Recently, the Occupational Safety and Health Administration (OSHA) has started suing companies who fire employees on the basis of safety rules, after the employees reported an on-the-job injury. But in most cases, it turned out that employees who were terminated for safety violations weren’t fired for unsafe behavior that led to an injury, but for unsafe behavior after they already reported the injury.
So what does that mean? It means that OSHA found out that these companies were not doing enough to enforce safety standards until they found out about an injury, and then fired employees for violations they noticed while they were investigating the injury.
The point, then, is that whether you run a staffing agency or a company that makes use of a staffing franchise, such as AtWork Group, it’s very important to put a discipline program in place for your workers.
A recent survey by Fisher and Phillips of large general contractors found that more than half of the companies with the best safety programs in the U.S. were not satisfied with how they disciplined employees for safety violations. Many also didn’t provide the proper 30-hour OSHA training to supervisors, didn’t formally include safety on performance reviews, or didn’t require supervisors to make regular observation of safety procedure. Combine that with the fact that many supervisors are afraid they will get their own bosses in trouble for reporting safety violations, and that company culture often dictates that discipline is only discussed when lawsuits and other problems present themselves, and you can see what a problem it really is.
So how can you put a safety program in place that employees will stick to? The key is consistent discipline, as outlined by “Safety Daily Advisor.” For it to work, first, workers need to understand the rules, as well as the penalties for violations. There should be several levels of discipline to account for the severity of the safety violation, first offenses, and inadvertent mistakes, especially if these do not cause injury. You could use verbal warnings, written warnings, and suspension, for example.

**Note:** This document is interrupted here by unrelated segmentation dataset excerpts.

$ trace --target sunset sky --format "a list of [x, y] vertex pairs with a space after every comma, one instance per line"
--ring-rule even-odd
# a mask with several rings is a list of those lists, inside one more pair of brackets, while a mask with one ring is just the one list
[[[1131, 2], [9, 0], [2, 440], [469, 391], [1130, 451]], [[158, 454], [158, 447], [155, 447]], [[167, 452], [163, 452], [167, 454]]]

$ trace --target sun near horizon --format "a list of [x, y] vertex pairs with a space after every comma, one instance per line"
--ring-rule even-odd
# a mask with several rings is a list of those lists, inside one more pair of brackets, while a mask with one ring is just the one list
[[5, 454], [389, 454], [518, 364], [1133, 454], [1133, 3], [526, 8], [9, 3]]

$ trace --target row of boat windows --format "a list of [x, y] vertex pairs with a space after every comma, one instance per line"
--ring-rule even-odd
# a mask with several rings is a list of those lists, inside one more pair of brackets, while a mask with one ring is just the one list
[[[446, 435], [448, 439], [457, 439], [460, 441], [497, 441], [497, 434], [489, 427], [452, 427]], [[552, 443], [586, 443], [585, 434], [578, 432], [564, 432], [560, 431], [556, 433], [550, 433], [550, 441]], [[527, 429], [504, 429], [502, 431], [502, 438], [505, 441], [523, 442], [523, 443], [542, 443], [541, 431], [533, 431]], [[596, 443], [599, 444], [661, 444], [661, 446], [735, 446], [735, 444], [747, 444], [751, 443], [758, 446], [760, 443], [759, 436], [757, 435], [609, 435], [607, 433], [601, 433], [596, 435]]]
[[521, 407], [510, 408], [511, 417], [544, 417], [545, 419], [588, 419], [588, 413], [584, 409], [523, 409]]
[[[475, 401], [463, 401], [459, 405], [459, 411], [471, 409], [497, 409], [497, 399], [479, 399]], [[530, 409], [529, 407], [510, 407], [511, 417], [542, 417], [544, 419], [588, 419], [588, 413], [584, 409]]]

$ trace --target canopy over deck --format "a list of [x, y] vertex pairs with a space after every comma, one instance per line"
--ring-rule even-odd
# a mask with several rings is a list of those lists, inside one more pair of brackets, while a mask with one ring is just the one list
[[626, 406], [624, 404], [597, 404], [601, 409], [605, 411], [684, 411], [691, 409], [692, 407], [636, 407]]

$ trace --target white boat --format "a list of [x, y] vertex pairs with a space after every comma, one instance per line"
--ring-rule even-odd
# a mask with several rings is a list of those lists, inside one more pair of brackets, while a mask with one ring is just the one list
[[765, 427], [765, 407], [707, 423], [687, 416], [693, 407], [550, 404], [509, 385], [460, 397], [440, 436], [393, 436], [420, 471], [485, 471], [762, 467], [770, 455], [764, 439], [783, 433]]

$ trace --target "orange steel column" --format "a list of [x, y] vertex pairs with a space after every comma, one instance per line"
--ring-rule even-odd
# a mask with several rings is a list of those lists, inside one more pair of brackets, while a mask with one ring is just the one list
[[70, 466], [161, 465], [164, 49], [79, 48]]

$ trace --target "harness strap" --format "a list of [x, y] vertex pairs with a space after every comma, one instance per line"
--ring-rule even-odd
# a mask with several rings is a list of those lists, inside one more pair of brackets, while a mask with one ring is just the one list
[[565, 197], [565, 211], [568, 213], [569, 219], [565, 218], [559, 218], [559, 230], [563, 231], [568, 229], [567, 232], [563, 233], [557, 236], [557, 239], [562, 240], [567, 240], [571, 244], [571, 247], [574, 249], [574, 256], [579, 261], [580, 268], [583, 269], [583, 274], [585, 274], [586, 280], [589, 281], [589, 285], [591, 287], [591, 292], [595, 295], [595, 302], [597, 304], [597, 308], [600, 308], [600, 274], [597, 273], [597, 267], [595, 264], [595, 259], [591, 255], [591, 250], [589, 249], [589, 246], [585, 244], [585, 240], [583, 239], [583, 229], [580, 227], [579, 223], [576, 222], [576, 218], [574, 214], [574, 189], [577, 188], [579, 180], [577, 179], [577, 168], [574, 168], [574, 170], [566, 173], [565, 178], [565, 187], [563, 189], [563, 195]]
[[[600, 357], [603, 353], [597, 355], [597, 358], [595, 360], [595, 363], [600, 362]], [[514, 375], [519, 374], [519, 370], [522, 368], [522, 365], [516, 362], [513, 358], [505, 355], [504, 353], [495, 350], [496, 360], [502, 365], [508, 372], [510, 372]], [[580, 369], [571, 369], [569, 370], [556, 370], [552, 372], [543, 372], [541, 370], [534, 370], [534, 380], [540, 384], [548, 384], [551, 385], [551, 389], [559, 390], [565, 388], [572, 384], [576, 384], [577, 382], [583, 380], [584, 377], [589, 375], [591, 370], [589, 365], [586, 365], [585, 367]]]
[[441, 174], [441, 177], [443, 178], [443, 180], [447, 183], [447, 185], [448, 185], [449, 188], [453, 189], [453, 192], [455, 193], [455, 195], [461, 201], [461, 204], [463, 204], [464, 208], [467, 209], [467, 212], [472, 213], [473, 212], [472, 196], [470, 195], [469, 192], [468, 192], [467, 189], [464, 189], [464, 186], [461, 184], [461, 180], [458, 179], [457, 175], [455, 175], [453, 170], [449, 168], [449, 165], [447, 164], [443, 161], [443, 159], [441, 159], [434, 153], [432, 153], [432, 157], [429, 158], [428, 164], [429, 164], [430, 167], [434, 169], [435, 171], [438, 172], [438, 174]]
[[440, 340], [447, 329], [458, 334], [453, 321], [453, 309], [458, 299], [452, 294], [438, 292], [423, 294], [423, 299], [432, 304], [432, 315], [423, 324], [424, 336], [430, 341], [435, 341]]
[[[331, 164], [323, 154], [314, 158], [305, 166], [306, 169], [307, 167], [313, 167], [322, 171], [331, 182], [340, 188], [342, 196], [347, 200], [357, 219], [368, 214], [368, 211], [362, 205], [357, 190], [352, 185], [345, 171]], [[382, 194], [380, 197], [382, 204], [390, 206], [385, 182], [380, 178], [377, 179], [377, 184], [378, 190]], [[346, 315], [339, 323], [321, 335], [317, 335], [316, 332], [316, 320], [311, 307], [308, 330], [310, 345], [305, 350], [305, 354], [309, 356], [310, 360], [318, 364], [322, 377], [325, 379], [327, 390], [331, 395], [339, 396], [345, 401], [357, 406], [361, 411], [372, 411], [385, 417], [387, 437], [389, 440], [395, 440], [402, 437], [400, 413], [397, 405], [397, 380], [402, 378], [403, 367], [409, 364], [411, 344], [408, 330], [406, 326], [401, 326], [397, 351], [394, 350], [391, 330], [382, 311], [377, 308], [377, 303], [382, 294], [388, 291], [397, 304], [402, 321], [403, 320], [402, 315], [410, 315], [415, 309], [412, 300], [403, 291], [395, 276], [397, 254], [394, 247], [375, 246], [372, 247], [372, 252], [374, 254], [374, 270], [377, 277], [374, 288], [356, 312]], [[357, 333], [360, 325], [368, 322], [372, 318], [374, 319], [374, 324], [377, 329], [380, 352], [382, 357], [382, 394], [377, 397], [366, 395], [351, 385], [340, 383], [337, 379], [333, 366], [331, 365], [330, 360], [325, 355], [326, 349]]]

Also, make sure you don’t discipline workers unfairly, perhaps for something for which other employees weren’t disciplined, or something out of their control, such as having outdated gear. However, discipline should be enforced, and training should be kept up to standard. That way, you can gauge who is continuing to violate the rules and who just needs more guidance. Finally, be sure you’re documenting every instance of discipline and site inspection, so you always have a guide for how to proceed in more serious situations.
It might seem like a lot of work to keep up constant enforcement of safety rules, but not only could it protect your workers, it could keep you from facing an OSHA lawsuit. So it’s definitely worthwhile to take these steps.